Well I don’t wish anyone to rush out and by yet more antiseptic hand washes etc. (Which seem to do us far far more harm than good . . .) . . . but it’s interesting to note that it is unseen things which have such an impact on us, indeed to a degree controlling what we eat, how we feel, and even perhaps what we think . . .

For what we think is amazingly malleable and open to manipulation of all sorts – so you can take a particular fungus – and culture it, and tell people that the smell is a cheese, and they will respond positively, or tel them that it is sweaty socks and they will not respond so kindly. 🙂 and the truth?? It is both 🙂 the same fungus can make a particular cheese as makes that interesting odour 🙂

(Or perhaps there’s a food snob thing going on here, when we say an expensive cheese smells like sweaty socks . . . )
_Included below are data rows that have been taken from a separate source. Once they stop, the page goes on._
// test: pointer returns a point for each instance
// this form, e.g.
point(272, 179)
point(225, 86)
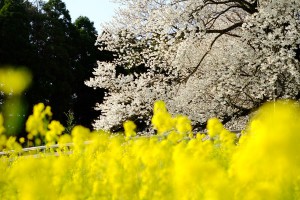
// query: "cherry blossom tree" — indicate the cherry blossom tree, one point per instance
point(204, 58)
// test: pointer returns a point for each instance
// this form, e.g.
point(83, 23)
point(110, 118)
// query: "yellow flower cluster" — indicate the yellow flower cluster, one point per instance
point(14, 81)
point(38, 127)
point(263, 164)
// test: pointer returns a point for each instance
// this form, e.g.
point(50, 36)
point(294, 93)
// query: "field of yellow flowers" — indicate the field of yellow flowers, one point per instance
point(263, 163)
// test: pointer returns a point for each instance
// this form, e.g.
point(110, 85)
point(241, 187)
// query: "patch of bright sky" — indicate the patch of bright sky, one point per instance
point(98, 11)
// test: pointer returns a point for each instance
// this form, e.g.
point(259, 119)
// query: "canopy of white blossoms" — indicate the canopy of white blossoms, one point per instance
point(204, 58)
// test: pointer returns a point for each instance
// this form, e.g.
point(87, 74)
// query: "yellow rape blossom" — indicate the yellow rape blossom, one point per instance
point(129, 128)
point(2, 129)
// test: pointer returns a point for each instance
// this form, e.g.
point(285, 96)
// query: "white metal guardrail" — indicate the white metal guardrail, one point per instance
point(43, 149)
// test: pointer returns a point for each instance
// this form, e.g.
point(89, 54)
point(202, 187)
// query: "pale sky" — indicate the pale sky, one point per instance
point(98, 11)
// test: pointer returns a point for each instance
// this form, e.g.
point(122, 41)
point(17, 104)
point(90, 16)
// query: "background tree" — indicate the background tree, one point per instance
point(197, 54)
point(59, 53)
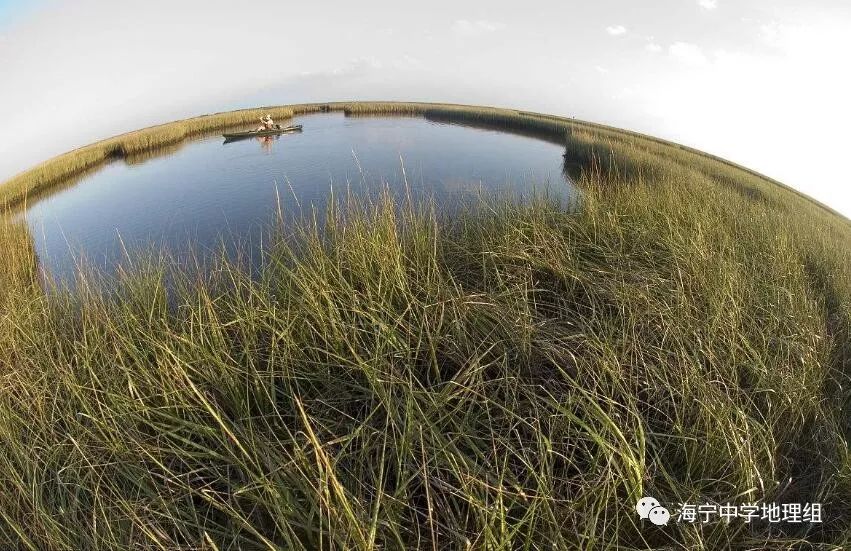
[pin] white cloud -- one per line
(464, 27)
(770, 33)
(690, 54)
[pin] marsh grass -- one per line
(57, 170)
(514, 375)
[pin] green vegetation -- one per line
(515, 376)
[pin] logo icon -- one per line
(649, 508)
(644, 505)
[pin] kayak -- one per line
(270, 132)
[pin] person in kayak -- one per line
(268, 123)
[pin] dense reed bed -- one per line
(512, 376)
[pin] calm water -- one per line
(208, 192)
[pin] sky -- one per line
(762, 83)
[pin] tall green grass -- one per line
(514, 376)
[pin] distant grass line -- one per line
(583, 139)
(513, 377)
(54, 171)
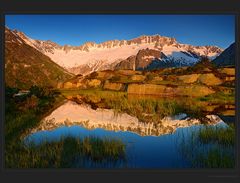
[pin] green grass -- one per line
(209, 147)
(220, 135)
(146, 110)
(21, 116)
(66, 153)
(219, 97)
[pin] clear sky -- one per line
(75, 30)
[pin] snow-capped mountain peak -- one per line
(107, 54)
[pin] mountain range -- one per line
(52, 63)
(25, 66)
(144, 52)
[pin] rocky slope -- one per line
(79, 114)
(227, 57)
(25, 66)
(91, 56)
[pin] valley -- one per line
(139, 103)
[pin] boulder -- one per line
(228, 71)
(93, 83)
(138, 78)
(163, 90)
(191, 78)
(60, 85)
(67, 85)
(113, 86)
(209, 79)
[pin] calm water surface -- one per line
(147, 145)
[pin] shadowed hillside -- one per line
(25, 66)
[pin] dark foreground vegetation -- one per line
(210, 147)
(25, 111)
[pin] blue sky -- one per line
(199, 30)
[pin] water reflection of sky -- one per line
(142, 151)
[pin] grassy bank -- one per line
(25, 112)
(67, 153)
(148, 108)
(210, 147)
our sense are fooled by things we don’t see – even our vision

Advert with youth and elderly woman holding a handbag . . . he is running to steal it – we draw back – a large packing case is falling towards her – he is rushing to save her

And of course they didn’t see truthfully the one coming to save them

you’ll remember last week when I spoke of the disciples as Jesus prepared to feed the crowds – of how they could only see the world through the lens of the economics of Pharaoh, or the emperor – only those who carried the denarius, the coins for a day’s labour, which carried the mark of the Emperor, or perhaps, the mark of the Beast? – only those who had this could eat . . . and the disciples could see nothing else

So too the crowds themselves. Jesus tells them they go after him, not because they saw the sign – they only came after him because he filled their stomachs

They say “Is this man not Jesus, the son of Joseph, whose father and mother we know’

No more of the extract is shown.